Tuesday, November 25, 2014

maigret and the white privilege


[The old vagrant's] murder must have been premeditated, since people do not as a rule go around [modern cities] with...firearms in their pockets.
--from Maigret and the Loner by Georges Simenon

I have loved mystery novels from an early age, and in my early adulthood I discovered Georges Simenon's Maigret series. This is a police procedural involving a rumpled, middle-aged superintendent in late century Paris who does not always get his man, but always locates him. The books are short, often less than 150 pages, and rush along. Simenon wrote them for money, in as little as a week sometimes, and they are legion (his output hovers at around 200 novels; it is uncertain as even he forgot some of the pseudonyms under which he published). The English translations, fittingly, are often fast and loose with meaning, and where there are cultural differences a Parisian reading them would easily understand, there is no attempt made to accommodate a young American also from the late 20th century. Their titles are always, invariably the same, Maigret and the..., as if the superintendent is not seeking an individual but a class or a type. They are my comfort food.

I have been following the events in Ferguson, Missouri, pretty closely, from Michael Brown's death to last night's announcement that there would be no charges filed against Officer Darren Wilson.
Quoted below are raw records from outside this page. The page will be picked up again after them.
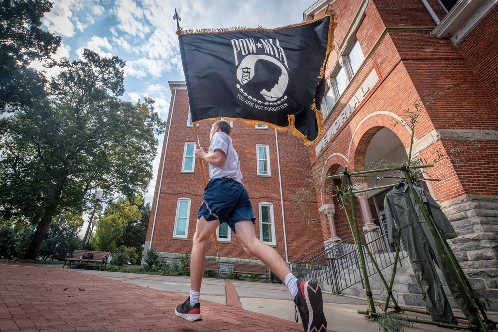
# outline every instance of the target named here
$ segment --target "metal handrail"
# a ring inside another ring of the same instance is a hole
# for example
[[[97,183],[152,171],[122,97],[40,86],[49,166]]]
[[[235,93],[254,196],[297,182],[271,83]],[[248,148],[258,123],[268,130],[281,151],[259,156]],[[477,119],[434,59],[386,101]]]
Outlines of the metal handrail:
[[[362,236],[381,270],[394,264],[394,253],[387,241],[387,234],[380,233],[377,228],[366,232]],[[366,252],[366,250],[363,252]],[[406,257],[406,252],[400,252],[400,261]],[[368,256],[365,259],[368,276],[377,273],[372,259]],[[333,292],[340,294],[360,282],[364,287],[359,261],[358,250],[352,237],[340,243],[328,245],[315,250],[290,265],[298,278],[327,284]]]

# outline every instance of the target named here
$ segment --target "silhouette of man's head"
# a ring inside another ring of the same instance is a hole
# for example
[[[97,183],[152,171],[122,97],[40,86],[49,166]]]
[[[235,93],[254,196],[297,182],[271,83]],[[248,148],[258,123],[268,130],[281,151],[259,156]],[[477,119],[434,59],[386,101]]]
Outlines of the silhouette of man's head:
[[[247,84],[259,92],[269,91],[278,83],[281,75],[282,69],[278,65],[258,59],[254,64],[254,76]]]

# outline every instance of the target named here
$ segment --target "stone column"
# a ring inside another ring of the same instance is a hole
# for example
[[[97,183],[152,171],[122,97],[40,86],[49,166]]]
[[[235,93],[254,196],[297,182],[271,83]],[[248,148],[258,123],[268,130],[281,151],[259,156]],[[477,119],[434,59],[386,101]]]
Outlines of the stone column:
[[[364,184],[362,188],[367,188],[367,184]],[[359,190],[361,190],[359,189]],[[362,210],[362,216],[363,217],[363,233],[365,234],[365,240],[369,244],[369,248],[373,253],[383,251],[384,247],[382,246],[382,233],[380,228],[374,223],[374,218],[369,204],[369,193],[364,192],[355,194],[355,196],[358,199],[360,203],[360,208]]]
[[[345,55],[341,55],[339,57],[339,65],[344,68],[344,72],[346,73],[346,82],[348,83],[353,78],[353,72],[351,68],[349,66],[349,62],[348,61],[348,57]]]
[[[329,86],[329,88],[330,88],[330,92],[334,98],[334,102],[335,103],[339,99],[339,94],[337,93],[337,89],[336,88],[336,82],[334,80],[334,78],[329,77],[327,80],[327,84]]]
[[[369,227],[371,227],[373,225],[375,226],[375,224],[374,223],[374,217],[372,217],[372,213],[370,211],[370,205],[369,204],[369,192],[366,191],[363,193],[358,193],[355,194],[355,196],[358,199],[360,209],[362,210],[364,230],[365,230],[366,226]]]
[[[318,209],[318,212],[324,213],[329,220],[329,227],[330,228],[330,238],[326,240],[324,243],[326,245],[341,241],[341,238],[337,236],[336,224],[334,221],[334,215],[336,213],[333,204],[325,204]]]

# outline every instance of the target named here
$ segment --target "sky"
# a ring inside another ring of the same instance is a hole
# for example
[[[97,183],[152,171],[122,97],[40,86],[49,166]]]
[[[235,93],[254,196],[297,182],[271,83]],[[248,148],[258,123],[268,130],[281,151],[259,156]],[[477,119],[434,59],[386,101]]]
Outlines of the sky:
[[[186,30],[275,28],[302,22],[303,12],[315,1],[53,0],[51,11],[42,19],[42,28],[62,37],[56,59],[78,60],[88,48],[125,61],[125,91],[121,99],[136,102],[151,98],[155,111],[166,120],[171,97],[168,82],[185,80],[173,19],[175,8],[182,19],[180,26]],[[48,77],[58,73],[56,69],[46,70],[40,63],[33,66],[45,70]],[[158,139],[160,151],[163,136]],[[152,200],[159,155],[145,202]]]

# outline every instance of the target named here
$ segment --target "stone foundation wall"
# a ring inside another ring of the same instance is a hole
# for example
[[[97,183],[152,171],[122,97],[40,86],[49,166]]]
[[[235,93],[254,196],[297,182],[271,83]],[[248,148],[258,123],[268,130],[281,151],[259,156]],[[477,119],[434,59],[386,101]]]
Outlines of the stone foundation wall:
[[[458,234],[448,241],[474,289],[498,308],[498,196],[464,195],[441,208]],[[492,309],[493,310],[493,309]]]

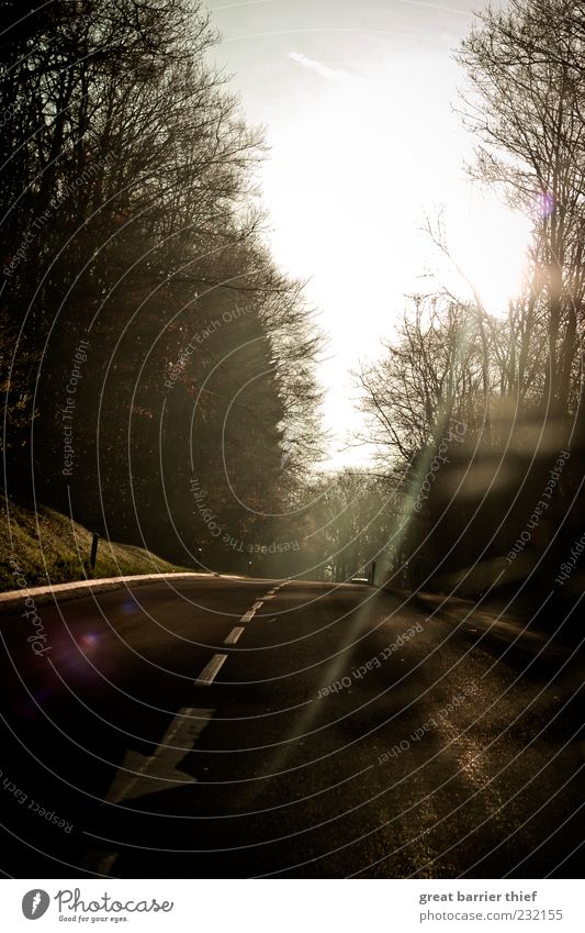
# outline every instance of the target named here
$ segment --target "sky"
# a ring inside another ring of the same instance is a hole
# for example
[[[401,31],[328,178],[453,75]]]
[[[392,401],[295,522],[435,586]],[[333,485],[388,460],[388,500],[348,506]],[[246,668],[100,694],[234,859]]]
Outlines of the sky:
[[[326,467],[363,465],[351,370],[392,338],[406,296],[440,284],[469,297],[427,233],[443,216],[451,253],[502,313],[522,268],[528,222],[471,182],[453,51],[481,0],[210,0],[248,122],[266,130],[261,169],[279,265],[307,280],[328,338]],[[494,270],[497,269],[497,275]]]

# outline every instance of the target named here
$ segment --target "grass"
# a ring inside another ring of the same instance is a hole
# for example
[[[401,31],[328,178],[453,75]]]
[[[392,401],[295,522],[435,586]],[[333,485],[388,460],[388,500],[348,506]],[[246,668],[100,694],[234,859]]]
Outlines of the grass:
[[[31,587],[87,577],[95,579],[188,569],[169,564],[142,547],[100,538],[95,568],[90,570],[91,532],[82,525],[45,506],[37,506],[35,512],[1,495],[0,507],[1,590],[18,589],[11,558]]]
I'll admit, I had made up my mind already that Officer Wilson was culpable. I hoped that the grand jury would see the evidence that way and he would be held responsible for the shooting, but I also had made up my mind that was unlikely.

On my way back to where I am staying last night I listened to the press conference on one of the stations I often listen to, Urban View, which airs shows by Reverend Al Sharpton, Tavis Smiley, Karen Walker and Joe Madison (The Black Eagle, my favorite), among others. When the announcement was made that he was not going to be indicted, I turned off the radio for four minutes and thirty seconds, a request made by Brown's parents memorialize the four and a half hours their son's body lay open in the street after the police arrived. Then I switched it back on and listened to the people calling in to make their opinions known.

Yes, opinions are like assholes and all that, and most of them said exactly what I assumed they would say. But what came across to me was the anger and sense of betrayal they felt. These were the words and immediate reactions of a people who had climbed their way out of a cynical belief that maybe, this time, things would be different. Like the Trayvon Martin case, it had taken the outcry from social media for the police even to do the minimum investigation and to hold the self-admitted killer of a teenaged black boy to some form of accountability. They had made their way to the upper layers of hope, and had been sunk by the announcement down again into cynicism and despair. Nothing, every one of them said in varying words, Nothing has changed. Black murders don't count. We live in a police state in which we can be picked off for as simple a threat as walking down the center of the street.

I allowed myself, after reaching my in-laws' home, to take advantage of my privileges and turn off my computer and radio and sink into the comforting embrace of Maigret.

I have listened to the evidence that's available and I understand how the grand jury can find Officer Wilson's account believable. My own belief, for what it's worth, is that the situation unfolded at least in part as he reported, but grew terribly, terribly larger than he expected. I don't pretend to know what happened. But as a person who worked in direct care with adults with enormous mental deficits, I know that he is not the first person to have had a situation backfire on him, overreacted to the situation and someone was hurt, and then relied on the privilege his status automatically gave him to downplay his own responsibility as much as possible, and put the fault on the victim. I am convinced that is what happened here.

Perhaps the grand jury is correct. Perhaps Officer Darren Wilson is not at fault. Perhaps he was only acting on what his training, his communities--police, geographical, cultural--and his prejudices had told him were the right ones. Perhaps it is those, and thus us, who are at fault. Of course, as someone once said, when everyone is at fault, no one is at fault.

The voices on the radio were right, nothing has changed. And nothing will change in the immediate future. As with the aftermath of the release of George Zimmerman and the incredible amount of time (admittedly, this may be a good sign) devoted to the grand jury in the case of the chokehold death of Eric Garner, the hoopla will surge for a few days, maybe a week, maybe longer. But eventually it will disappear down the memory hole we seem to have for people killed for complicated reasons by people we are told we should see as protectors. And when it happens again Michael Brown's name will be listed with Emmet Till, Eleanor Bumpers, Michael Stewart, Amidou Diallou, and many others who have been killed by people who know better but who chose to treat them as if their lives were, at best, less important than other people's. And we will cry and protest and perhaps even riot again. And nothing will change.

Until one day, for better and for worse, it suddenly will. Woe to us all then.